Why is an electron's changing behaviour upon observation fascinating?

  • Context: High School 
  • Thread starter Thread starter EvilSapphire
  • Start date Start date
  • Tags Tags
    Observation
Join the discussion
Ask a follow-up here, or get your own question answered by working scientists, mathematicians and engineers — people, not an autocomplete.
Real named experts · corrections over time · the nuance an AI answer skips
3 replies · 3K views
EvilSapphire
Messages
1
Reaction score
0
Due to limit on length, I couldn't properly describe what I wanted to ask on the title. I'm trying to understand the century old fascination physicists have on the double slit experiment. From what I understand, the fascination stems from the act of electrons changing the interference pattern upon observation (acting like particles instead of waves). I can't quite understand however how the expectation would be any different, since an observation would entail some kind of photon interacting with the electron, and since they are of comparable dimensions, it follows very logically such an interaction would change the electron's behaviour in some way. How does this subvert any kind of expectation of the outcome of the experiment? I've decided to learn more about this fascinating subject that is quantum physics which is supposed to explore the structure of reality, however I find myself confused on this most fundamental building block before I go any further. Would love to hear what I'm failing to realize here.
 
Physics news on Phys.org
EvilSapphire said:
I'm trying to understand the century old fascination physicists have on the double slit experiment. From what I understand, the fascination stems from the act of electrons changing the interference pattern upon observation (acting like particles instead of waves). I can't quite understand however how the expectation would be any different, since an observation would entail some kind of photon interacting with the electron, and since they are of comparable dimensions, it follows very logically such an interaction would change the electron's behaviour in some way. How does this subvert any kind of expectation of the outcome of the experiment?

:welcome:

It's true that a cursory examination might lead you to that conclusion. However, there need not be any interaction with another particle to cause the interference pattern to disappear. Further, that would not be the predicted result of such interactions anyway. A better experiment to understand this phenomena is below, with photons instead of electrons.

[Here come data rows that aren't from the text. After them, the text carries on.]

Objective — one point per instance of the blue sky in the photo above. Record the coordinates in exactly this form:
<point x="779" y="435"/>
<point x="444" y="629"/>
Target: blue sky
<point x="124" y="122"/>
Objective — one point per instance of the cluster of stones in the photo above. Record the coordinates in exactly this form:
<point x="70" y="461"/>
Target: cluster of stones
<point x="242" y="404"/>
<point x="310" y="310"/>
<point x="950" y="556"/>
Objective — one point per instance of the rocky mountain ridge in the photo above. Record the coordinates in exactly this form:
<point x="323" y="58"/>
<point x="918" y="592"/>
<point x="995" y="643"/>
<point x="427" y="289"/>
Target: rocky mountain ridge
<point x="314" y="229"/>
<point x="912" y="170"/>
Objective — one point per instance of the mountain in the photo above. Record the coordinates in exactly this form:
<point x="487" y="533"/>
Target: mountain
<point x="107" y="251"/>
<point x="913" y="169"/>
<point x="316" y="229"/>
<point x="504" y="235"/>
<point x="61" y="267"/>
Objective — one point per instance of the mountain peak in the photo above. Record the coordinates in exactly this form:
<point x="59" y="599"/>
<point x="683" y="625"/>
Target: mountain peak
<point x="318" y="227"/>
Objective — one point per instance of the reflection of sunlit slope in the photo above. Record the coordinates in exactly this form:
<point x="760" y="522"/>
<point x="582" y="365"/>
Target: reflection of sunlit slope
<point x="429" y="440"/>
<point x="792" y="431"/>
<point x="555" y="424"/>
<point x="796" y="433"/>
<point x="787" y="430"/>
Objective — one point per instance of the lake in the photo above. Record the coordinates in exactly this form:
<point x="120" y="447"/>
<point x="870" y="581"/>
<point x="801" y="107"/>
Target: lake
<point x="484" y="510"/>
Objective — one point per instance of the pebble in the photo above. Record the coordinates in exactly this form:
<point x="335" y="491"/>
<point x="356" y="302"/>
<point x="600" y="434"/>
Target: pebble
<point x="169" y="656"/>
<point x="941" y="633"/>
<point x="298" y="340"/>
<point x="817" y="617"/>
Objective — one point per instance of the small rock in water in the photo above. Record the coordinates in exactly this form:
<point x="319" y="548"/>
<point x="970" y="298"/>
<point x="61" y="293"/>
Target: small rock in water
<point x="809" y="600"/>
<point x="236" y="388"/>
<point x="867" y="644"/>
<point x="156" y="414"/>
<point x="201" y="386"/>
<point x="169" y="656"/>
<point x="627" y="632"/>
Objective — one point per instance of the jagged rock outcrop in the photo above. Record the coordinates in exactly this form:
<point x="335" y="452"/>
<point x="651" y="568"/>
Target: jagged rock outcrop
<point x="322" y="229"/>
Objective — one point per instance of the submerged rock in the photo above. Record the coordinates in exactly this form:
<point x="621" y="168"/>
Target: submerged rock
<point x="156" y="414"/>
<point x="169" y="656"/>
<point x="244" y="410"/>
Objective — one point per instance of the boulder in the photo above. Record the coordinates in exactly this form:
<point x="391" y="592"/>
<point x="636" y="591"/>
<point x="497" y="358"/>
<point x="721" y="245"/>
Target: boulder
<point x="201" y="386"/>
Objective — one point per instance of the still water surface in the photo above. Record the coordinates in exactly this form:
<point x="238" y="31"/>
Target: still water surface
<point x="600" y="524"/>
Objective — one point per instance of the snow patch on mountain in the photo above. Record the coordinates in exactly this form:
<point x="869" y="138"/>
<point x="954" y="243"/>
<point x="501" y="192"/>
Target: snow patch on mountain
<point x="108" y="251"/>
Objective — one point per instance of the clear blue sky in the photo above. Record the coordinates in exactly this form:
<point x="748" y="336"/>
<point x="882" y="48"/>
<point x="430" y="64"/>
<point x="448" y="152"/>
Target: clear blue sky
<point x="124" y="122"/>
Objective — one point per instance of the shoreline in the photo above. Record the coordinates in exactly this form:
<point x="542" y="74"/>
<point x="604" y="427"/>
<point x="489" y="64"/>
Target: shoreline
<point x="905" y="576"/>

The general rule is: if you could obtain which slit information - regardless of whether you actually obtain it - there will be no interference.

a. Send a stream of photons through a double slit. There WILL be interference.
b. Place 2 polarizers over the slits, 1 over each slit. Orient them parallel to each other. There WILL be interference as before. However, the intensity will be 1/2 of previous.
c. Now orient one of the polarizers so it is 90 degrees offset from the other - they will now be orthogonal (crossed). There will be NO interference, just the 2 traditional bars when you have an observation. There reason is that the photons have been "marked" to show which slit they went through - even though we do nothing to learn that information.

The only variable that distinguishes b. from c. is the relative angle between the polarizers. If a photon goes through only 1 slit, how is that angle relevant? By your reasoning, the results of b. and c. should be identical (presumably showing interference).